If you are in love with someone, you will likely do your best to be upfront and honest about everything to impress the person that you love and to show them who you really are. If you are only lusting after someone, your focus will be more self-centered and may even have a focus on sexual intimacy instead of relationship building.
With unhealthy goals come unhealthy behaviors. Lying, pretending to be someone your not, and exaggerating the truth are acts that may come up quickly in a lust-filled relationship which may kill the relationship at its early stages. When you're lusting after someone, you'll have little to no desire to speak with them about anything beyond shallow topics. You'll subconsciously do whatever it takes to avoid building a connection with that person. You may even know deep down that you do not want to build a connection with them.
If the interaction ends on shallow topics or even ends in the bedroom, you are likely not in love. For your feelings to be considered love, there are some characteristics that need to show through.
Here are a few that you should recognize in your relationship:. There is a noticeable difference between love and sexual attraction, but it isn't necessarily a physical attraction. This is talking about your attraction to the little things that your partner does.
For example, maybe you fall in love every time your significant other laughs or smiles. When you love someone , you want to give them the world. You want to help them reach their goals. When you love someone, you want to see them happy before yourself. Lust relationships will cause you to have more of a self-focus instead. Lust relationships rarely go beneath surface level. This is because one or both parties are unable or unwilling to share things about themselves that will lead to meaningful and long-lasting connections.
When you are in a relationship with someone else that involves love, you will have no problem speaking in-depth about yourself and trying to connect with the other person on a deeper level. There is a desire to share personal details when you are in love.
You understand that even if it feels intimidating, it adds meaning to your relationship. When you are in love, your relationship becomes more about understanding than judgment. Although there are healthy limits as to what your significant other can do before you have to pass judgment, you always try your best to see into the heart of the person that you are with. You work to recognize the good qualities in them rather than focusing on the less favorable qualities that they may have.
Your willingness to support your partner through thick and thin is a big indicator of love. For example, imagine that you have been seeing someone for a while, and they have an opportunity to take a job in another state. If you love them, you will be supportive of their opportunity, and you will make the relationship work no matter what. In a lust relationship, the long-distance would likely not feel worth the effort to you. One of the best things to do when you're unsure if a relationship's intentions are to talk to your close friends and family.
They know you best, and they will be able to tell you if they see you pursuing this person long term. If you're wanting to keep the process private, make a list. Write down everything you like about the person you are attracted to.

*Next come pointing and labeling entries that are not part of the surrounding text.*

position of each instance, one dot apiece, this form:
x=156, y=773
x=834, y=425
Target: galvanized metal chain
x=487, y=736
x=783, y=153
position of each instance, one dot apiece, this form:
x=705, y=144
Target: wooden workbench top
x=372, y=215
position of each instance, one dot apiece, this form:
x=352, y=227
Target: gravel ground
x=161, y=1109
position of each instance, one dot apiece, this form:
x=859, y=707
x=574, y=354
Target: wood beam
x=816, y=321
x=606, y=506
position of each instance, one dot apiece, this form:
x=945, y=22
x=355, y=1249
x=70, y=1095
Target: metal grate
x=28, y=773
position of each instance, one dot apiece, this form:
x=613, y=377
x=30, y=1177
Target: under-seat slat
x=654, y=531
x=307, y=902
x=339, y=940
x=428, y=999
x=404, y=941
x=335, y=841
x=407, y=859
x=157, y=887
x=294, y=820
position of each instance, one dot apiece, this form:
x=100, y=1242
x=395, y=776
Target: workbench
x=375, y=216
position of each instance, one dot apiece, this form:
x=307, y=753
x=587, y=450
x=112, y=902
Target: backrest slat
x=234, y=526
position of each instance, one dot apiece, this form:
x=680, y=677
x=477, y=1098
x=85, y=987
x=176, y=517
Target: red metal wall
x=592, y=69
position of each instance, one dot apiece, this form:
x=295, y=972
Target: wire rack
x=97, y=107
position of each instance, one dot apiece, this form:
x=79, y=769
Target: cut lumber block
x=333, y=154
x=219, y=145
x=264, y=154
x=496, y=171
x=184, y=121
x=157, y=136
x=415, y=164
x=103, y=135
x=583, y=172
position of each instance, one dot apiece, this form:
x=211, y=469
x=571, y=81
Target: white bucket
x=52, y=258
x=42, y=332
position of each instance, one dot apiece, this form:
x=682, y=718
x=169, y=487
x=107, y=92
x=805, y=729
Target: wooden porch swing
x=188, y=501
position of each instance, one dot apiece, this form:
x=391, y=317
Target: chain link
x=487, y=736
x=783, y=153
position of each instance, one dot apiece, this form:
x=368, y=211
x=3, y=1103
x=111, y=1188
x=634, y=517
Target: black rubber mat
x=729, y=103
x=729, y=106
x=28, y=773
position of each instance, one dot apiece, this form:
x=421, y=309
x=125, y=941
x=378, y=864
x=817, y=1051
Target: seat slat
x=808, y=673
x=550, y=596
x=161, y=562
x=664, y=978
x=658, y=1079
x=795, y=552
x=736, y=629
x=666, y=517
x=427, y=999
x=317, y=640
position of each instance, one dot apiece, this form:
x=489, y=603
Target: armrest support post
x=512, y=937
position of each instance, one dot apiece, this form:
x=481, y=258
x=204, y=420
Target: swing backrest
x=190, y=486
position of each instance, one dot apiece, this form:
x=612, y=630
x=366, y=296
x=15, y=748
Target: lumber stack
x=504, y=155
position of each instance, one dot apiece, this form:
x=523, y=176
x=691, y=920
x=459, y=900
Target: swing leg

And that can make you behave crazy. However, things like this do not happen when you are in love. Attraction has a hidden motive unlike love. And, once that motive or desire is fulfilled, you lose interest in that person. This goes two ways I know. We are all selfish on a certain level. But a good person will try and give of their time, their money, their efforts, and energy to the people they care about.
They will do their best. When someone loves you, they love all of you. They see where you are weak, and they understand. They may not like it, but they are patient with you. They trust you. They trust in the better side of you and believe in who you are.
When they are upset with you, they talk to you about it in a calm way. Not shaming. They care more about the relationship than they do about being right. It just comes naturally. You make a choice. Let you down in a big way perhaps. You choose to be kind. You choose to be sweet to them. You may kiss them on the forehead and tell them good morning. Have breakfast with me. You put yourself aside. You give despite your hurt feelings.
It touches them, and then they will most likely feel like shit for being a brat to you and apologize and you both can go about your day loving each other. Selflessness is a precursor to love. You surprise them with little gifts that are unique to them or the two of you. They call it codependent when one person is doing all the giving. There are so many relationships like that. So that person you are dating or in a relationship with. Ask yourself. Do they really know you?
Would they have to scratch their head if someone asked them why they love you? My brother fell for his now wife quickly, but I know other couples who it took them months, and others who broke up a few times and finally settled into love. They could be afraid to be confronted with your inherit value and the responsibility of caring for your heart.
Some people also self-sabotage things out of fear. Think of it this way. The doubt stops us from truly committing. These three reasons may help explain the depressing findings of this survey. But the therapist in me refuses to leave it there.
I can't help but wonder why so many people continue to live their lives feeling so unfulfilled, when there's an alternative, a way to feel more content. A better way to live, I believe, is to stop searching outside of the self for someone who can "make" you happy.
Happiness, satisfaction, contentment — call it what you will — isn't something you'll find "out there". Instead, it's something that you'll create when you decide to work with what you already have. Of course, there will be circumstances in which you will have tried everything you can think of, and you've done so repeatedly, and still things aren't working out.
But in the vast majority of cases, a change of attitude is all that would be necessary to alleviate the great weight of dissatisfaction so many of us feel.
The key to contentment has nothing to do with what you do or don't have. It's all about what you decide to do with what is already yours. Mistaking lust for love. So one in five of us yearns for someone other than our partner. Why are we so unhappy with what we have? Not all of us are so happy together.